I try to avoid too much mention of Brexit in my column here. People are sick and tired of delay, and no amount of newsprint will change that. I believe most people whether they voted leave or remain just want us to get on with it and respect the democratic result.
I have continued to vote for Brexit at every possible opportunity so we can deliver on what the majority of people voted for. Following the appalling behaviour of Jeremy Corbyn and his Labour cheerleaders in our city, however, I must put a few things straight.
The Labour leadership has been on quite a ‘journey’ over the last few years. Mr Corbyn spent most of his time as an MP complaining about the EU, then campaigned to Remain, then promised to respect the result, then to back a second referendum, and now…well, who knows?
One thing is clear: his supporters would always find something wrong with the deal the Prime Minister brought back. Some excuse to put politics before our country at this critical time.
His latest trick has been to complain that MPs do not have enough time to debate the Prime Minister’s new withdrawal agreement, so he and the Labour MPs in our city voted for yet another pointless delay. Why do we need yet more time? MPs have debated Brexit for more than three years since the referendum.
Most people I speak to in our city are bemused at why it should take any longer, and I agree. That’s why I opposed a delay when one was put to the House before. In fact, the behaviour of Labour MPs seems to prove this: debating the new agreement in the House of Commons last Tuesday, Labour ran out of MPs wishing to speak on the topic half way through the afternoon.
Meanwhile, I have received emails from dozens of constituents concerned that, after Brexit, the NHS will in some way be ‘sold off’ to the United States. It is hard to overstate how wrong that is: the US does not want our NHS, and we would never sell it. In fact, one of the biggest financial challenges facing the Royal Stoke is its Blair-era private finance debt, which costs us around £15 million per year.
Conservatives have since 2010 put more money into the NHS each year, and I was thrilled that my request for more investment here in Stoke-on-Trent was heard by the Government, which announced in August an extra £17.6 million to reduce delays and create more new beds at our hospital. This is on top of the £8.8 million of investment that saw 64 additional beds open at the start of the year. It is better actually to solve problems, than to scare the elderly and the vulnerable needlessly.
Finally, the Shadow Chancellor wants us all to earn 20% less. You read that correctly. He intends to turn the five-day working week into a four-day week, though he reckons our employers will all be happy to pay everyone to stay at home one day each week. That might not sound quite so bizarre sitting in Jeremy Corbyn’s £750,000 London pad, but I would never support such a reckless experiment which would damage working people in Stoke-on-Trent the most.

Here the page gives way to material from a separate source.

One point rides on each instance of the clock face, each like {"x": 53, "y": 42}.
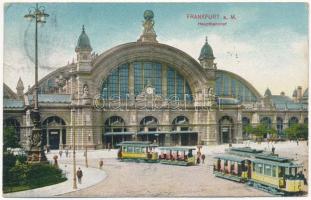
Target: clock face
{"x": 149, "y": 90}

Much better to reduce tax for the lowest paid (the Government has cut income tax by more than £1,200 for the lowest paid), and to increase the minimum wage. People on the minimum wage are going to see their pay rise from £8.21 to £10.50, and that will now apply to over-21s, rather than just over-25s. Young people starting out in employment must be paid fairly for the work they do.
The current Labour leadership wants us to live in an alternative reality. Brexit purgatory, using the spectre of Donald Trump to destabilise confidence in our NHS, and putting their extreme beliefs before the job security of working people. If the Labour party is losing support in our city, should it really be surprised?
This article appeared originally in The Sentinel, 28th October 2019.